新日本プロレス13日(日本時間14日)の米サンノゼ大会で、ジョン・モクスリー(38=AEW)が鷹木信悟(41)とのノーDQ戦を制した。次なる標的にIWGP世界ヘビー級王者・内藤哲也(41)の名前を挙げ、4月12日(同13日)シカゴ大会でのシングルマッチが電撃決定。制御不能男に宣戦布告した狂犬の胸中は――。

 モクスリーは、白いタンクトップにジーンズの〝邪道スタイル〟で登場した鷹木と反則裁定なしのルールで激突。トレー、チェーン、ゴミ箱とあらゆる凶器が次々と登場した大乱戦は、両者が大流血する大荒れの展開となり、最後はイス上へのデスライダーで死闘に終止符を打った。

 試合後のリングではまさかの展開が待っていた。モクスリーは「ついに今、時が来た。2024年、たった1人の名前だけだ。俺の心に浮かぶレスラーの名は…内藤!」と、何と現IWGP世界王者に対戦を要求。シカゴ大会での対戦が発表されると、会場からは大歓声が巻き起こった。

5年前のG1で対戦しているモクスリー(右)と内藤(2019年)
5年前のG1で対戦しているモクスリー(右)と内藤(2019年)

 WWEとの契約が解除された2019年から新日本に参戦してきた。「5年前、俺は死亡宣告され埋葬された。そして墓からよみがえり、期待されるものへと次々と進んでいった」と振り返った狂犬は「もしプロレス界で絶対的な王者になりたいならば、世界に自分が何者であるのか、自分自身に何者であるか証明したいならば、それができる場所は新日本しかない!」と言い切った。

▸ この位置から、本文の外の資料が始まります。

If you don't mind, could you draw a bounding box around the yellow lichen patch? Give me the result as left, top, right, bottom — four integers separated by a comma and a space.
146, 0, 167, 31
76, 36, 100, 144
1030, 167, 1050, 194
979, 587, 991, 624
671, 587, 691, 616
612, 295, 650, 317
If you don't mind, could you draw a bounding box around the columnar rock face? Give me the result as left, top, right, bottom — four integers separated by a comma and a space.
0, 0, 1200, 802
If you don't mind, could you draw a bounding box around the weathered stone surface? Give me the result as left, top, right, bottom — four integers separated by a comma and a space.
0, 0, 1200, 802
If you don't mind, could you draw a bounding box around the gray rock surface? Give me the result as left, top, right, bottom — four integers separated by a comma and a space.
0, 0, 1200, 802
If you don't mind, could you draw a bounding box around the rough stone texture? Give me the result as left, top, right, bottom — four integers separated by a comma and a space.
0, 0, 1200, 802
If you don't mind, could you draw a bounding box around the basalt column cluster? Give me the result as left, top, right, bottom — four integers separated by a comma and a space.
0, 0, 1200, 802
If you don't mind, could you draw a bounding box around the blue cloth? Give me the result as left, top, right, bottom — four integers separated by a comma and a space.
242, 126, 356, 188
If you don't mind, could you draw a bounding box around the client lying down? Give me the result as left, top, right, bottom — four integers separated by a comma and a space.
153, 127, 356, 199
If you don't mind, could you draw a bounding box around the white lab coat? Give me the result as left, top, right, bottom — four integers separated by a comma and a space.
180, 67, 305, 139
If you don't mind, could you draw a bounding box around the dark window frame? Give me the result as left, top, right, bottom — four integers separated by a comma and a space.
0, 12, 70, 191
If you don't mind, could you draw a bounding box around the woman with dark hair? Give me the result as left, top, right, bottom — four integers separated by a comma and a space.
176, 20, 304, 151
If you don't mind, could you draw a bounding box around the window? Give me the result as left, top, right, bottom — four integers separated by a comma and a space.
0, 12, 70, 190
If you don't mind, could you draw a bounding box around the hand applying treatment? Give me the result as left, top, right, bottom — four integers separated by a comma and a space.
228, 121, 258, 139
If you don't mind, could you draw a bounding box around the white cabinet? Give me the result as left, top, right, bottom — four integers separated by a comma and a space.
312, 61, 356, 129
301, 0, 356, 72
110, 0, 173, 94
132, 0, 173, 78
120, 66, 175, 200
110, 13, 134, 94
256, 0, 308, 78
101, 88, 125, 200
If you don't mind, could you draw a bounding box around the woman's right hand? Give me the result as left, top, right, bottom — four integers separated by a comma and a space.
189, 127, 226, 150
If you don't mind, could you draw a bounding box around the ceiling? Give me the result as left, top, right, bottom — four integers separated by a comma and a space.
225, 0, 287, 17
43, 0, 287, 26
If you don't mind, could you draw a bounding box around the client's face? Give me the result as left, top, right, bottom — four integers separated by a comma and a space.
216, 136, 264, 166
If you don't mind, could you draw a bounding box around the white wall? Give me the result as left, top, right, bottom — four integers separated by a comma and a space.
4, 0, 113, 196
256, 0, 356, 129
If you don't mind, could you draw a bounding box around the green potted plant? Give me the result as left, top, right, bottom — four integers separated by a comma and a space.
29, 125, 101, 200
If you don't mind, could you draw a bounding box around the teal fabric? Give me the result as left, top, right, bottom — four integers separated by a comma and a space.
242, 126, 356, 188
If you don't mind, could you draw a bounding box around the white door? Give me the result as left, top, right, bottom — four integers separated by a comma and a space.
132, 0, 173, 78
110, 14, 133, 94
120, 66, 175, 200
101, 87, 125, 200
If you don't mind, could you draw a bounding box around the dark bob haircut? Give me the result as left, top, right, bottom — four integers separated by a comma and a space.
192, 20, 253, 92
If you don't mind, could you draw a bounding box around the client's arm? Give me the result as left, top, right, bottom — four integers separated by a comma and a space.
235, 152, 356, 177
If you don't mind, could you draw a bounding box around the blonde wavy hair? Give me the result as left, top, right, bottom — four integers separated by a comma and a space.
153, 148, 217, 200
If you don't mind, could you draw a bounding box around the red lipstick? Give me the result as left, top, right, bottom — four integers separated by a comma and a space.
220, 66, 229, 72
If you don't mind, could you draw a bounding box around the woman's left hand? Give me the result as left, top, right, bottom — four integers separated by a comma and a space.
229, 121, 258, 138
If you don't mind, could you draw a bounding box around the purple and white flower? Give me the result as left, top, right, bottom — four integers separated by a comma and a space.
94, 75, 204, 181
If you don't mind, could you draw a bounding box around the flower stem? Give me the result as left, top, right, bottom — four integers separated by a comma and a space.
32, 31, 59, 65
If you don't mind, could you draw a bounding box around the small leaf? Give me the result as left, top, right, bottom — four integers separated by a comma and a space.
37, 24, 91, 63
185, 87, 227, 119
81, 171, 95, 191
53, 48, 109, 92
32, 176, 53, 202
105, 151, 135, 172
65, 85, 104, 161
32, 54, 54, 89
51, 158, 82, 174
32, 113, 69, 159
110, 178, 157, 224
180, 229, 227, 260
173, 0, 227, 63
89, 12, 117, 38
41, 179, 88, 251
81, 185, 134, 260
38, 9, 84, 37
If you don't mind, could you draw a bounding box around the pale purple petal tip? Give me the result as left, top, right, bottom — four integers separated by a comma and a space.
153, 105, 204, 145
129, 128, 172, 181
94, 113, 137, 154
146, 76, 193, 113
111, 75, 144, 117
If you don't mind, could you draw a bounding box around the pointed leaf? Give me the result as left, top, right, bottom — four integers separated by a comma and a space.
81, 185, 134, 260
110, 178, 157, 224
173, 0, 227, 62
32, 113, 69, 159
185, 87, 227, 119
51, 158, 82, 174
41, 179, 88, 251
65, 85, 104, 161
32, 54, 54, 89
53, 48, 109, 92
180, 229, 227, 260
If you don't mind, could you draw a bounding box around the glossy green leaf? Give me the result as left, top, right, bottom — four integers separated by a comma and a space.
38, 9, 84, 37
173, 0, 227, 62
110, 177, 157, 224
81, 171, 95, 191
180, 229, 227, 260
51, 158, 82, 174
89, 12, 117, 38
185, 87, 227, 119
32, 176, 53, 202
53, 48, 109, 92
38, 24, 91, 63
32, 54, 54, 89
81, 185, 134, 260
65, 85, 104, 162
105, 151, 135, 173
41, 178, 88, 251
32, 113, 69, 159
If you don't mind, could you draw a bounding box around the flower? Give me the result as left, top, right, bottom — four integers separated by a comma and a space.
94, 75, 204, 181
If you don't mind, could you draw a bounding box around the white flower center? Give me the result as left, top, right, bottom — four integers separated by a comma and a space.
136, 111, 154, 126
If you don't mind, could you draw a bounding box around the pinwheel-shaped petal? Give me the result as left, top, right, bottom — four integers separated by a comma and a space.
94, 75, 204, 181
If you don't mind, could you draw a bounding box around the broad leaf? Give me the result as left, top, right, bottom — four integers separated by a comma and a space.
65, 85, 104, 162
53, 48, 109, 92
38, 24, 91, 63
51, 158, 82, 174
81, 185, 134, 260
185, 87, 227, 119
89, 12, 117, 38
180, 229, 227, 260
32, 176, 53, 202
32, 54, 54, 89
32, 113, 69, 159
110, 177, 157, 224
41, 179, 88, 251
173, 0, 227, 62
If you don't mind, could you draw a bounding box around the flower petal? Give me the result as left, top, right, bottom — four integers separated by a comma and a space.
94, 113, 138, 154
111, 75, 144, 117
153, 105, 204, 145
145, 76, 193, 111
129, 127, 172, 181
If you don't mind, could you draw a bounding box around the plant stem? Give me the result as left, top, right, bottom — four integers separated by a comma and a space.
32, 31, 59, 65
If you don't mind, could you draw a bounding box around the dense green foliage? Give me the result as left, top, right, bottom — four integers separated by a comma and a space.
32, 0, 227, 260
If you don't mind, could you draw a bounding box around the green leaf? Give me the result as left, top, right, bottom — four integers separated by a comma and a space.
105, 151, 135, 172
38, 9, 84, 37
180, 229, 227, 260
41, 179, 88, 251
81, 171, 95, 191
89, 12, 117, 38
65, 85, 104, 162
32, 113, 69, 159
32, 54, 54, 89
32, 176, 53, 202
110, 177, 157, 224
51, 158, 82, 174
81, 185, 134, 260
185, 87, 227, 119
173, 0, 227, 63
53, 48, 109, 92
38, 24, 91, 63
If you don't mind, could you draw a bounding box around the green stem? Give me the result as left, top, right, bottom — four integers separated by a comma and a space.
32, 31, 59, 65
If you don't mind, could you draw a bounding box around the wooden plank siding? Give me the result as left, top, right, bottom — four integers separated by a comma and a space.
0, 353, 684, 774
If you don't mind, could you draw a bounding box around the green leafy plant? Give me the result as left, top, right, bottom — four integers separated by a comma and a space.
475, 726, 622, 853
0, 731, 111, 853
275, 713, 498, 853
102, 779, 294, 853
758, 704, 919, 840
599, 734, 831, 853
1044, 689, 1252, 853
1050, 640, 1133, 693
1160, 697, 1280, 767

 日本のプロレス界で随一の人気を誇る内藤には、尊敬のまなざしを向ける。「4年間、やぶの中のオオカミのように待っていた。適切な時を待っていた。今がその時だ、内藤。俺は日本のファンを自分の家族のように愛している。だからファンをリスペクトする。お前についてネガティブなことは言わない」。

 その上で勝利には絶対の自信をのぞかせた。「内藤は、ただ間違った場所に間違ったタイミングでいる間違った男だ。登るべき山はあと一つだけ。時は来た」と不敵に言い放った。

 19年のG1クライマックス公式戦で、すでに内藤には勝利を収めている。そのため「登るべき山」が指すのはIWGP世界王座と見られるが、内藤は2月24日札幌大会でSANADAとのV1戦を控えている。シカゴ決戦は現段階で「スペシャルシングルマッチ」と発表されており、内藤がベルトを守り続ければ、王座戦への変更要求も考えられそうな気配。今後の展開から目が離せない。